自己啓発本を何冊も読んできましたが、経営者の視点から、従業員は何が求めているかを論じた本書の言葉はめちゃくちゃ厳しいです。ゆえに、頭に残り、頭に残るから行動が変わるのです。もっと早く出会いたかった本です。多くの金言があるのですが、5つに絞ってご紹介します。

仕事ができる人できない人の金言
  1. 努力した分だけ、成果が表れるなら人生は楽だ。努力に成果が比例しないから悩み苦しむ。
  2. 結論から言えば、ビジネスは、結果が全てだ。過程は問われない。不眠不休の努力も成果に結びつかなければ敗者であり、反対に寝転がっていても成功すれば勝者である。過程の努力が褒められるのは、子供の世界の話であって、それをアピールするのは単なる甘えに過ぎない。
  3. 不要であるにもかかわらず、なぜ会議が開かれるのか。結局は、社員同士が責任を共有するためなのだ。何か問題が発生したときに、みんなで決めたじゃないか、と言い逃れるための、アリバイづくりなのである。
  4. どうしたらいいですか、といちいち指示を求めてくる社員、あるいはわからないことがあったら、すぐ人に聞くような社員の心理は、1つは能力の欠如、もう1つは責任の回避がある。

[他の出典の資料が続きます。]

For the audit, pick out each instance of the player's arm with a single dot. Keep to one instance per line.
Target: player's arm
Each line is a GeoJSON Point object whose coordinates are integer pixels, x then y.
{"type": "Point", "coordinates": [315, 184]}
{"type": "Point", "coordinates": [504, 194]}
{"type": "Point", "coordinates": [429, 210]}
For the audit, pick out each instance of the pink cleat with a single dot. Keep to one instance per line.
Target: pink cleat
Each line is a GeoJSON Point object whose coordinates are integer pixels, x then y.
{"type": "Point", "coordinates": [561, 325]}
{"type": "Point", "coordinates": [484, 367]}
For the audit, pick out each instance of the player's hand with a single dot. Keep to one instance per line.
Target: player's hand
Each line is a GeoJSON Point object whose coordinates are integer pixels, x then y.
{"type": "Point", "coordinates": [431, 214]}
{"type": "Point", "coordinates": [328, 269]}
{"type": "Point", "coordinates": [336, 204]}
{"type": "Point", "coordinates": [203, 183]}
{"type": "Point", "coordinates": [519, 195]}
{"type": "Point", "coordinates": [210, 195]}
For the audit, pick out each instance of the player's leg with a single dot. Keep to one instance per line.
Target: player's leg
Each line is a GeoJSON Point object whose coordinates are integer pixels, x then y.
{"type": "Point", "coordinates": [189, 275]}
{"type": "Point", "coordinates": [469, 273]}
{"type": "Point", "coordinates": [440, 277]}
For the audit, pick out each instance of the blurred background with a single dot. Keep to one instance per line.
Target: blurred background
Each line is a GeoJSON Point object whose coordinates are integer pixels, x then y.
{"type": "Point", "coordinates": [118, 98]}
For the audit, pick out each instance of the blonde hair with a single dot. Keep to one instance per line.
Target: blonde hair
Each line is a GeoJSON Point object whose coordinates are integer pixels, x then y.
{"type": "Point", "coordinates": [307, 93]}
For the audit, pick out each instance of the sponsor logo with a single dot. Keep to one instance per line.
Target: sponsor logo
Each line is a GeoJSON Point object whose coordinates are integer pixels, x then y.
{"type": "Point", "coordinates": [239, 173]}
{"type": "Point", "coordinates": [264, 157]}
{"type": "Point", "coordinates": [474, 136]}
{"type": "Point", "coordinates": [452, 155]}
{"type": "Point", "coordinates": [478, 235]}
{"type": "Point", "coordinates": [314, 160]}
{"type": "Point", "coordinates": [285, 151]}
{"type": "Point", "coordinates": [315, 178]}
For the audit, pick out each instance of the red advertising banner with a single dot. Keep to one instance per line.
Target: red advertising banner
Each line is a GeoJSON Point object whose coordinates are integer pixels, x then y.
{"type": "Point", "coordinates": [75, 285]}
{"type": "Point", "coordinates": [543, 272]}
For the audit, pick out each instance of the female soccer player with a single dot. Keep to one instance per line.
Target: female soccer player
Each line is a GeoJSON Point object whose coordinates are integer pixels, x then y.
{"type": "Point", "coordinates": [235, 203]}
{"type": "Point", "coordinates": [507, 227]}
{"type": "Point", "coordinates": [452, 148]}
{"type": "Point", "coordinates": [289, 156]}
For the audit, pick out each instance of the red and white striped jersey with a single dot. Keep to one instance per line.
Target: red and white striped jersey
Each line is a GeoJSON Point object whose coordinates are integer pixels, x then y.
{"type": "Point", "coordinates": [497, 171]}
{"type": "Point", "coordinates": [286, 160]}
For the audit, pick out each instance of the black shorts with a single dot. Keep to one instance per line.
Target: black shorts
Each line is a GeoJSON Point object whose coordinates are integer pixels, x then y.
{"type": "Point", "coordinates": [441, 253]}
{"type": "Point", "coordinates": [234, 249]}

指示に従って行動すれば、失敗しても上司の責任と言うわけである。こんな人に良い仕事ができるはずがない。
  5. 出世主義に背を向けると言う言葉は、落ちこぼれ社員が、自己弁護に用いるレトリックではないか。なぜなら有能な人は、否応なく出世してしまうからである。主義であろうとなかろうと、本人の信条にかかわりなく、会社は有能な人を抜擢する。それが会社にとってプラスだからだ。出世の本質とは、自己実現の手段だと考える、平社員よりも重役の方が、自分の意見を社内で通しやすい。出世するとは、そういうことだと思うのだ。だから仕事に夢を抱いている社員は、出世を望んで当然だと思う。地位があがれば、それだけ自分の夢に近づくからだ。

 

しば

どうでしたか?パワーワードのオンパレードではなかったでしょうか?堀場氏が指摘している内容は、社会人であれば(10年以上の社会人経験のある人ならば)、当然、前提として頭に入っていなければならないことばかりですが、正直抜け落ちてしまっている事も多かったと思います。

 

成果がでなければ、どんなに残業をしても独りよがりの自己満足ですし、仕事でアイディアを思いついても、着地点をキッチリと描けていなければ、それは妄想にすぎません。

 

そんなことは、分かっていたのですが、面と向かっていってくれる上司はなかなかいません。皆さんも、「仕事ができる人 できない人」を読んで、仕事に対する真摯な気持ちを取り戻しませんか?